[Spoiler alert: this is not the extant answer]
As the Dorico team do not tell us about any new features in any upcoming update, I suspect all they will say is they cannot rule it out in the future as they might be equally vague because they might not actually know themselves. (The future is a “continually moving feast” so to speak, or famine, we do not always get what we want (or cannot afford it).)
The Dorico team is very small as you know (even if it is Steinberg as a whole, meaning integrated into Cubase as well.) Developing it would take considerable time (languages, pronunciation, dialects, genres.)
Another question is, when will we be able to upload a musicxml file to an AI process and it be rendered with vocals (if not already), and would it be better than Cantai?
Cantai, as you have been following has a render process you can already try and it has improved over time. It is crafted by Richard and his team. Any AI process in the future may largely be automated (scanning scores then matching it with different performances with different singers). But any “errors” might take longer to be corrected because it is automated. With Cantai (currently at least) we can simply ask the Cantai team to look at a pronunciation of a word or syllable in that language (which is what has been happening if you are able to follow some of the Discord discussions with him and the team.) As you know, because you have been following its development, it is a long process of commitment and dedication (by a human team.)

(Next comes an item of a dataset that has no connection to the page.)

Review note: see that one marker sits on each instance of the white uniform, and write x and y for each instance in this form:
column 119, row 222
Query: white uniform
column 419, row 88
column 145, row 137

Perhaps for you, it will come down to, how long you want to (or have to) wait, either for Cantai (which is already making progress and you can evaluate it now, we assume it will improve) or some kind of AI process (presumably many already in development) or perhaps Steinberg itself.
Thinking of Sample libraries, most of us are still searching for our “Ultimate” sample library, running to and from or between NotePerformer, Spitfire, VSL, Cinesamples … the same might be said for what might be eventually hundreds of AI vocal processes for music, perhaps including Steinberg/Yamaha in the future. At some point in the future, we might prefer one AI process for some kinds of music we are creating or arranging, but another for other kinds/genres of music, or perhaps like to mix the singers from two or three different AI programs for our ultimate rendering.
Aside: each performance of any (human) choral or vocal reading is nuanced, notwithstanding the conductor, players, instruments, studio/location all reacting at that time and place (then microphones, recording and mastering engineers…) We find we prefer one recording of a piece to another or like more than one and cannot decide which is the “best”.
What do you want to achieve with the vocals using Dorico—an acceptable demo or output rendering directly for a film score or a pop ballad for release on an album or just for entertainment?
How close does it have to be to something you wish to have heard as a recording … as humanity might have performed it?